Monday, 17 June 2019

Kids aren’t more exposed to radiofrequency energy from mobile phones than adults says international experts

  The graphic from Gandhi's 1996 paper does not support the claim that children absorb more radiation than adults, according to Drs Foster and Chou.


A comprehensive expert review of the scientific evidence has disputed claims, widely published on the internet, that children absorb more radiation from mobile phones than adults.
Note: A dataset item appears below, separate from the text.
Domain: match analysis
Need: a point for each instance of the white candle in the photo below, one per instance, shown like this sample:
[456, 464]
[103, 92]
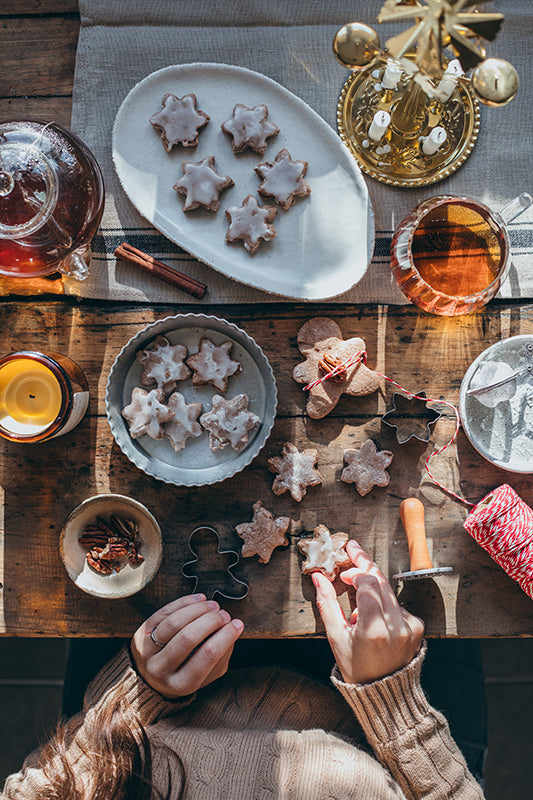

“In summary, simple generalizations found on the Internet about ‘kids absorbing more RF [Radio Frequency] energy than adults from cell phones’ aren’t supported by available dosimetry studies,” the experts concluded.
“To the extent that children have different usage patterns than adults, there may well be differences in exposure, but such differences are likely to be at exposure levels far below current exposure limits.”
 Two Institute of Electrical and Electronic Engineers (IEEE) Life Fellows, Drs Kenneth Foster and Chung-Kwang Chou, conducted the review to clear up decades of ongoing controversy over the issue.
 “Many websites and other media that address the general public state that children absorb more RF energy from mobile phones than adults, typically in support of arguments that mobile phones pose particular health risks to children,” Drs Foster and Chou said in the review recently published online in IEEE Access.
 “By contrast there have been few if any recent critical examinations of the claim that take into account the considerable technical complexity of the issue.”
 For example, the widely used graphic from Gandhi’s 1996 paper which compares the absorption patterns in the models of adult and children’s’ heads doesn’t support the claim.
 “The plain language meaning of ‘children absorb more microwave radiation than adults’ is that the total absorbed power in the bodies of children from use of a mobile phone will be higher than in the body of an adult. Gandhi’s own work does not support such a claim.” Drs Foster and Chou said.
 “Gandhi’s 1996 study shows that the fraction of the total output power of the antenna that is absorbed by the head and neck in the two child models was actually a bit lower than in the adult head model.”
 “The SAR averaged over the volume of the brain was considerably higher in the child head models. However this average scaled almost exactly as the brain volume, indicating that the total power absorbed in the brain was about the same in all three head models.”
 A previous analysis had concluded that the 1996 Gandhi paper had used unrealistically small models for the children’s heads. The head circumference of children aged 5 and 10 years old are 91% and 95%, respectively, of the size of adult heads. The analysis concluded that the scaled head models were closer in size “…to those of a newborn than to those of a 5 or 10 year old child.”
 Other studies have concluded that the compliance testing method for mobile devices is conservative for both adults and children.